Spalletti: Starannie dobrać skład
Za nami konferencja przedmeczowa Luciano Spallettiego. Trener Nerazzurrich podkreślał, że konieczne jest zdobywanie kompletu punktów w kolejnych meczach.
- Jestem zadowolony z tej atmosfery, która towarzyszyła podczas dzisiejszego treningu. Wszyscy będą dostępni, więc będę musiał pomyśleć i starannie dobrać skład. Nie każdy może grać we wszystkich meczach.

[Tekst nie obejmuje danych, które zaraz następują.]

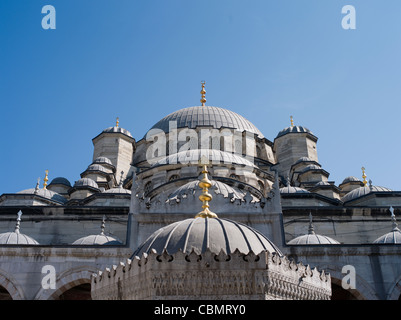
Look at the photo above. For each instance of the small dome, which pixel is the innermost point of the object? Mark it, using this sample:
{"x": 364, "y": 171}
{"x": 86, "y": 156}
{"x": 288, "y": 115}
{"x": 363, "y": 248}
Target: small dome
{"x": 117, "y": 130}
{"x": 293, "y": 129}
{"x": 193, "y": 156}
{"x": 16, "y": 238}
{"x": 102, "y": 160}
{"x": 359, "y": 192}
{"x": 313, "y": 239}
{"x": 393, "y": 236}
{"x": 303, "y": 159}
{"x": 118, "y": 190}
{"x": 96, "y": 167}
{"x": 86, "y": 182}
{"x": 217, "y": 187}
{"x": 311, "y": 167}
{"x": 323, "y": 183}
{"x": 45, "y": 193}
{"x": 60, "y": 180}
{"x": 98, "y": 239}
{"x": 200, "y": 234}
{"x": 215, "y": 117}
{"x": 350, "y": 179}
{"x": 290, "y": 189}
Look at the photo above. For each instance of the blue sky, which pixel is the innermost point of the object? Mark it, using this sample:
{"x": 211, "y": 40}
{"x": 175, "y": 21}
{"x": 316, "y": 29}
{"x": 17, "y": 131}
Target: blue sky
{"x": 141, "y": 60}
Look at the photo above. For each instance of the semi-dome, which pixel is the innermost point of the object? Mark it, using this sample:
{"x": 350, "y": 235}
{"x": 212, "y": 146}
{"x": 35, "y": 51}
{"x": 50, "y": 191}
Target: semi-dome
{"x": 361, "y": 191}
{"x": 293, "y": 129}
{"x": 60, "y": 180}
{"x": 207, "y": 116}
{"x": 201, "y": 234}
{"x": 45, "y": 193}
{"x": 217, "y": 187}
{"x": 193, "y": 156}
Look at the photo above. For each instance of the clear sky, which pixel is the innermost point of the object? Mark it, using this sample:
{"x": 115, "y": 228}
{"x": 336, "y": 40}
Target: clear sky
{"x": 140, "y": 60}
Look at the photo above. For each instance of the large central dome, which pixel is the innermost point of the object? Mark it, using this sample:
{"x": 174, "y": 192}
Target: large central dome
{"x": 207, "y": 116}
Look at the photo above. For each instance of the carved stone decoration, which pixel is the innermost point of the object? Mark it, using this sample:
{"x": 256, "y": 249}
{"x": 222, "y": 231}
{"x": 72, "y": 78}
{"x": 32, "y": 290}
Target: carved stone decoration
{"x": 265, "y": 276}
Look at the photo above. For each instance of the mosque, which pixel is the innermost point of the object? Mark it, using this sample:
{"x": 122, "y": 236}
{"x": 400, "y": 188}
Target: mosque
{"x": 270, "y": 224}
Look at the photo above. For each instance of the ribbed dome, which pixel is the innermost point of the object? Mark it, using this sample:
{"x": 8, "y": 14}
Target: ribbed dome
{"x": 86, "y": 182}
{"x": 293, "y": 129}
{"x": 359, "y": 192}
{"x": 218, "y": 188}
{"x": 350, "y": 179}
{"x": 98, "y": 239}
{"x": 60, "y": 180}
{"x": 207, "y": 116}
{"x": 313, "y": 239}
{"x": 118, "y": 130}
{"x": 193, "y": 156}
{"x": 45, "y": 193}
{"x": 290, "y": 189}
{"x": 118, "y": 190}
{"x": 200, "y": 234}
{"x": 393, "y": 236}
{"x": 16, "y": 238}
{"x": 102, "y": 160}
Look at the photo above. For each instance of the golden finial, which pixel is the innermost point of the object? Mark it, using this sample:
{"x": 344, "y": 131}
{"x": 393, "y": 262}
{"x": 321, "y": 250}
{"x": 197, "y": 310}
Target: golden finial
{"x": 364, "y": 177}
{"x": 205, "y": 197}
{"x": 45, "y": 179}
{"x": 203, "y": 92}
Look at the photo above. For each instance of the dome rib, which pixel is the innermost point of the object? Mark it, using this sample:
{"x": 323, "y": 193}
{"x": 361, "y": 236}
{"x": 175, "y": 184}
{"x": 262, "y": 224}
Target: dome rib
{"x": 207, "y": 116}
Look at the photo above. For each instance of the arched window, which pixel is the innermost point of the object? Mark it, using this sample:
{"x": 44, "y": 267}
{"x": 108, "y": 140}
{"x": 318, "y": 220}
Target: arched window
{"x": 148, "y": 188}
{"x": 234, "y": 176}
{"x": 173, "y": 177}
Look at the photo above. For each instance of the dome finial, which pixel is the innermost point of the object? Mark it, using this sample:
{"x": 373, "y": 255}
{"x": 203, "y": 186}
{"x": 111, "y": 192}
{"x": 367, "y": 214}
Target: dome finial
{"x": 19, "y": 214}
{"x": 205, "y": 197}
{"x": 311, "y": 229}
{"x": 103, "y": 225}
{"x": 364, "y": 177}
{"x": 395, "y": 224}
{"x": 203, "y": 93}
{"x": 45, "y": 179}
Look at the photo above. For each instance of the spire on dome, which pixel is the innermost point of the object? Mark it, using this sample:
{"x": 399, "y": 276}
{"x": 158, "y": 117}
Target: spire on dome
{"x": 395, "y": 224}
{"x": 205, "y": 197}
{"x": 45, "y": 179}
{"x": 103, "y": 225}
{"x": 203, "y": 93}
{"x": 364, "y": 177}
{"x": 311, "y": 229}
{"x": 19, "y": 214}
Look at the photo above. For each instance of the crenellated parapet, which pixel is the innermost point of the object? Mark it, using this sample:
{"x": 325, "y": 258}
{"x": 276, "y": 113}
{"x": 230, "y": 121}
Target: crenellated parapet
{"x": 210, "y": 276}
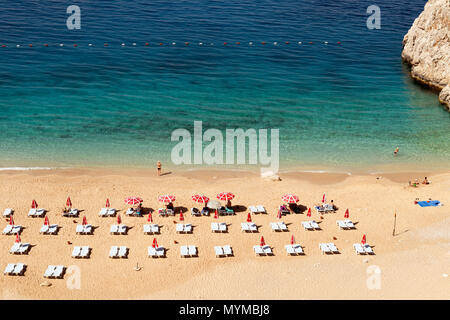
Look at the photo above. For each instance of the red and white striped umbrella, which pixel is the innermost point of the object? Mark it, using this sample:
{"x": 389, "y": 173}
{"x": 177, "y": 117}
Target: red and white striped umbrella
{"x": 262, "y": 242}
{"x": 346, "y": 214}
{"x": 200, "y": 198}
{"x": 166, "y": 198}
{"x": 290, "y": 198}
{"x": 133, "y": 200}
{"x": 225, "y": 196}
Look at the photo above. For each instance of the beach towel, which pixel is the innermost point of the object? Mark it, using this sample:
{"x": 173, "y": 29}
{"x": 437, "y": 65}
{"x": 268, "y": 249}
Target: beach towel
{"x": 430, "y": 203}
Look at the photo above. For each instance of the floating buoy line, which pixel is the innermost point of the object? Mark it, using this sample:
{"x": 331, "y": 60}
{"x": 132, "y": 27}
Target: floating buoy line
{"x": 159, "y": 44}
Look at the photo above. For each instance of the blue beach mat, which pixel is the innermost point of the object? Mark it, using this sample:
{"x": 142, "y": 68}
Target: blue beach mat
{"x": 431, "y": 203}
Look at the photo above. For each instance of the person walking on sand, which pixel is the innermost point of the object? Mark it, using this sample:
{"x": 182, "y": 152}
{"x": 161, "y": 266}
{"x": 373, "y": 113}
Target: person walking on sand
{"x": 158, "y": 166}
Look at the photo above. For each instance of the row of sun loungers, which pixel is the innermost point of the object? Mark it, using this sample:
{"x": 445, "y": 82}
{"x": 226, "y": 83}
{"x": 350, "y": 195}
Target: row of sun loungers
{"x": 159, "y": 252}
{"x": 15, "y": 269}
{"x": 49, "y": 229}
{"x": 36, "y": 213}
{"x": 278, "y": 226}
{"x": 183, "y": 228}
{"x": 218, "y": 227}
{"x": 223, "y": 251}
{"x": 12, "y": 229}
{"x": 81, "y": 252}
{"x": 265, "y": 250}
{"x": 310, "y": 225}
{"x": 20, "y": 248}
{"x": 105, "y": 212}
{"x": 249, "y": 227}
{"x": 328, "y": 248}
{"x": 118, "y": 229}
{"x": 257, "y": 209}
{"x": 118, "y": 252}
{"x": 188, "y": 251}
{"x": 151, "y": 229}
{"x": 84, "y": 229}
{"x": 54, "y": 271}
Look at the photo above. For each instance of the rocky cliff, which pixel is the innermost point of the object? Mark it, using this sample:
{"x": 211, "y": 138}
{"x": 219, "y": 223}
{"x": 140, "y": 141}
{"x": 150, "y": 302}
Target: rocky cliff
{"x": 426, "y": 48}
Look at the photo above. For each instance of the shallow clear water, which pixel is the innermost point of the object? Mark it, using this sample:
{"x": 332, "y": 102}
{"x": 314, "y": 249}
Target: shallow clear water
{"x": 338, "y": 106}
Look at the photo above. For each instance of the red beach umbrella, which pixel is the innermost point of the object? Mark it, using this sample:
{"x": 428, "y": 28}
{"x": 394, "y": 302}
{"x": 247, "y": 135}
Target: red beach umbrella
{"x": 262, "y": 243}
{"x": 200, "y": 198}
{"x": 166, "y": 198}
{"x": 133, "y": 200}
{"x": 289, "y": 198}
{"x": 225, "y": 196}
{"x": 346, "y": 214}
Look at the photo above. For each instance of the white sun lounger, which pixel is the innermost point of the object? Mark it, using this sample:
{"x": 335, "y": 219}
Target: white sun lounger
{"x": 7, "y": 213}
{"x": 219, "y": 251}
{"x": 9, "y": 269}
{"x": 215, "y": 227}
{"x": 192, "y": 250}
{"x": 359, "y": 248}
{"x": 49, "y": 272}
{"x": 333, "y": 247}
{"x": 58, "y": 272}
{"x": 307, "y": 225}
{"x": 259, "y": 251}
{"x": 123, "y": 252}
{"x": 324, "y": 248}
{"x": 113, "y": 251}
{"x": 184, "y": 251}
{"x": 76, "y": 252}
{"x": 368, "y": 249}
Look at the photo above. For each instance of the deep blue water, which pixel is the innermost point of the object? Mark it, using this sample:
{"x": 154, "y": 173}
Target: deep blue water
{"x": 338, "y": 106}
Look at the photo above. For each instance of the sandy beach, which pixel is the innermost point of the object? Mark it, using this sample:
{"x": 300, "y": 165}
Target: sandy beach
{"x": 413, "y": 264}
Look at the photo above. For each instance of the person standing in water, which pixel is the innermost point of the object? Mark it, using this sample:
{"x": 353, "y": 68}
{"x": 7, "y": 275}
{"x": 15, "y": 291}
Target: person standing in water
{"x": 158, "y": 166}
{"x": 395, "y": 151}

Mamy drużynę, w której możemy wymieniać poszczególnych zawodników, nie tracąc jednocześnie poziomu - rozpoczął Spalletti.
Następnie szkoleniowiec odniósł się do swoich zawodników. - Nainggolan musi grać, by znaleźć równowagę. Icardi nie zdobył jeszcze bramki w lidze? Na nim właśnie skupiają się obrońcy przeciwników, dzięki czemu tworzy się miejsce do strzału dla tych, którzy są blisko. Brozović wziął na siebie odpowiedzialność rozgrywania i robi to dobrze. Zna się na rzeczy i instynktownie wie, jak pokierować zespołem - ocenił trener.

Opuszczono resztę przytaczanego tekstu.